Nas palavras de Winston Churchill “Construir pode ser a tarefa lenta e difícil de anos. Destruir pode ser o ato impulsivo de um único dia”. Com efeito, singela é a missão dos que trazem ao espaço público escritos de um ou dois parágrafos cuja retórica é direcionada à desconstrução ampla, geral e irrestrita das propostas, com base no apelo emocional de jargões como “violação à estabilidade jurídica ou “ofensa à livre iniciativa”. Pelo contrário, a reforma da responsabilidade civil priorizaa convergência entre a segurança jurídica, a proteção da economia de mercado e a mais ampla tutela das vítimas de danos e da coletividade perante toda a sorte de ilícitos.

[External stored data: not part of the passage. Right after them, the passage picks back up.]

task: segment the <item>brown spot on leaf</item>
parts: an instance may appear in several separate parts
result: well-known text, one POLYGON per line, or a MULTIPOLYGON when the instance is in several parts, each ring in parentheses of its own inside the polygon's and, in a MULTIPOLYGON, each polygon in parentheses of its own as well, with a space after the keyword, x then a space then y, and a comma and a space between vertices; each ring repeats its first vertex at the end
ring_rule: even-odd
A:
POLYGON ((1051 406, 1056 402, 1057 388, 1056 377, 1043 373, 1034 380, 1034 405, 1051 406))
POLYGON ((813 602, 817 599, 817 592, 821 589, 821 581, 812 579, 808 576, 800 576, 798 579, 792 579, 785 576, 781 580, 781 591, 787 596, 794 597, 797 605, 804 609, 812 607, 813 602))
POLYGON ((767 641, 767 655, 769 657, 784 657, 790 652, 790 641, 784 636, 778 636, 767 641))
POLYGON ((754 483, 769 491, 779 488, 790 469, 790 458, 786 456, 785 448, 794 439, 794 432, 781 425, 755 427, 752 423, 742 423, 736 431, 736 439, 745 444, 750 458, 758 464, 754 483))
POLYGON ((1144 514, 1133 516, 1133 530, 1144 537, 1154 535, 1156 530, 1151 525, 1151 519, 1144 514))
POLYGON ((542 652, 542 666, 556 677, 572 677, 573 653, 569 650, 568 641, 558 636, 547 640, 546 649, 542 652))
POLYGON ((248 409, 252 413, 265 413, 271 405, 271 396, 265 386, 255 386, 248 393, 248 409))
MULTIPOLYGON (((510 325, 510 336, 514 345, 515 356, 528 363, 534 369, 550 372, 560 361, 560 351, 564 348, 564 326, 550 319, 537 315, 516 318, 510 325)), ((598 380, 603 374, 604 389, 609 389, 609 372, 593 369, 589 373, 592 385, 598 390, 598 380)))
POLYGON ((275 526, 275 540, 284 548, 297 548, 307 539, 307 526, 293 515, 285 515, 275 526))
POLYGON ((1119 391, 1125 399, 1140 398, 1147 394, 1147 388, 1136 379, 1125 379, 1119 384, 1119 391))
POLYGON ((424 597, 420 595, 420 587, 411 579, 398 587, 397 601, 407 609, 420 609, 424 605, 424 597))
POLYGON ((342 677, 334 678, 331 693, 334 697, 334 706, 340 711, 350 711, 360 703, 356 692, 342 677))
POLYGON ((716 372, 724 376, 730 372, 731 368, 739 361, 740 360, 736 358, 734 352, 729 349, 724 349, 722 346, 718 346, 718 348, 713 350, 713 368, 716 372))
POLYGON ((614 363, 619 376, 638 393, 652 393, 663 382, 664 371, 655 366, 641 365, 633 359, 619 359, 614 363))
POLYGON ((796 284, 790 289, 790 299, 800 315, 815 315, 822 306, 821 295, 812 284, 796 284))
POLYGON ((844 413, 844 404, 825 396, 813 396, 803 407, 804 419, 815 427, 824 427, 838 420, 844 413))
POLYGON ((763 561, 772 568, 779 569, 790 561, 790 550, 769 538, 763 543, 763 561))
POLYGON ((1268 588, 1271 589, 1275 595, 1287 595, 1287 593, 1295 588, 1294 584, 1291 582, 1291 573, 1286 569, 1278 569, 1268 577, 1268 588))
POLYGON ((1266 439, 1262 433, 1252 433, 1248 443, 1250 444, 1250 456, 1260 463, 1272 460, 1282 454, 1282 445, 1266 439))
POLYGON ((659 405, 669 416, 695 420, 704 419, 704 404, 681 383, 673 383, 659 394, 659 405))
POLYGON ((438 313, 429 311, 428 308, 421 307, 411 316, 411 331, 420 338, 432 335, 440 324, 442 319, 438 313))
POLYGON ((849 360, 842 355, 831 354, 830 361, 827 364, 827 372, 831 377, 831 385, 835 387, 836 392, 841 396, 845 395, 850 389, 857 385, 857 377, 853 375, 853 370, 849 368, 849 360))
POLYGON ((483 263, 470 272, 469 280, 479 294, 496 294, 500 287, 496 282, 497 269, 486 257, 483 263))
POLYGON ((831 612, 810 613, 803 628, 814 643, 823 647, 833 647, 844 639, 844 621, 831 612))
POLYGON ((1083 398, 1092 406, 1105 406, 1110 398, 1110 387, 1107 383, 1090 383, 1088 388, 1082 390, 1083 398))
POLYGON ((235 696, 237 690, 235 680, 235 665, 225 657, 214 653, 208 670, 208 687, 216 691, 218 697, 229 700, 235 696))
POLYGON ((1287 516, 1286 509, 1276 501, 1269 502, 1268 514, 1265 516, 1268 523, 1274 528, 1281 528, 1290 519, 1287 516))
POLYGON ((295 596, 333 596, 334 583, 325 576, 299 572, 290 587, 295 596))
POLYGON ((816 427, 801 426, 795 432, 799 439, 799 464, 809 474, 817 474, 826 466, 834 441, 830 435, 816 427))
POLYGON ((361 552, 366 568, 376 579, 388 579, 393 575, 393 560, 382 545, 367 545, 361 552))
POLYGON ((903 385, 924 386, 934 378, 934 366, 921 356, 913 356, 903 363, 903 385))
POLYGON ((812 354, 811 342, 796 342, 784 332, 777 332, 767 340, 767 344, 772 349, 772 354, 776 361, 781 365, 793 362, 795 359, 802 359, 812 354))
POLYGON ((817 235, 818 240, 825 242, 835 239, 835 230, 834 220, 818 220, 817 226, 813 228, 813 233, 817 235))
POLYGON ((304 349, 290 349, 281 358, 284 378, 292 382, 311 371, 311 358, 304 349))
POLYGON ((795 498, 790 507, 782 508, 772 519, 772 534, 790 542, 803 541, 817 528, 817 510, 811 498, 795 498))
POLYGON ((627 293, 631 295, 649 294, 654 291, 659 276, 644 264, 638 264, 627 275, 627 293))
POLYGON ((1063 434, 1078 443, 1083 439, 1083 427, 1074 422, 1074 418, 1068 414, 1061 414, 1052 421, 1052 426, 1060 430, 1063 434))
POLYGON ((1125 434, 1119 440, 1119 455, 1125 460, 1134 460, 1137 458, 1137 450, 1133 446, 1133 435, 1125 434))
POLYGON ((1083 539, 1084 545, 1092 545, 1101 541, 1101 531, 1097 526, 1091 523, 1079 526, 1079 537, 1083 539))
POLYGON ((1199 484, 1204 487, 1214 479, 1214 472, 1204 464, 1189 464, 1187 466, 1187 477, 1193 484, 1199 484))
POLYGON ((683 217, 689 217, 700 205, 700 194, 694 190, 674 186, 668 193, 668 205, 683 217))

O certo é que há muito nos despedimos do mundo de Caio e Tício. O Código Civil em vigor mimetiza uma época em que os danos eram exclusivamente individuais e patrimoniais. Contudo, a realidade é outra. Os danos que relevam são metaindividuais e extrapatrimoniais, frequentemente anônimos, dispersos, catastróficos e, no limite, irreparáveis. Por certo, mais de que um monolítico sistema de contenção de danos, é hora de visualizarmos a responsabilidade civil como um sistema de gestão de riscos e contenção de comportamentos antijurídicos, no qual, para além da compensação de vítimas, será necessário prevenir e desestimular ilícitos, restituir lucros antijurídicos e premiar comportamentos meritórios. Urge ajustar as fundamentais diretrizes de Miguel Reale à complexidade dos nossos dias e as reformas em andamento em países que há muito pretendemos alcançar nos Índices de Desenvolvimento Humano.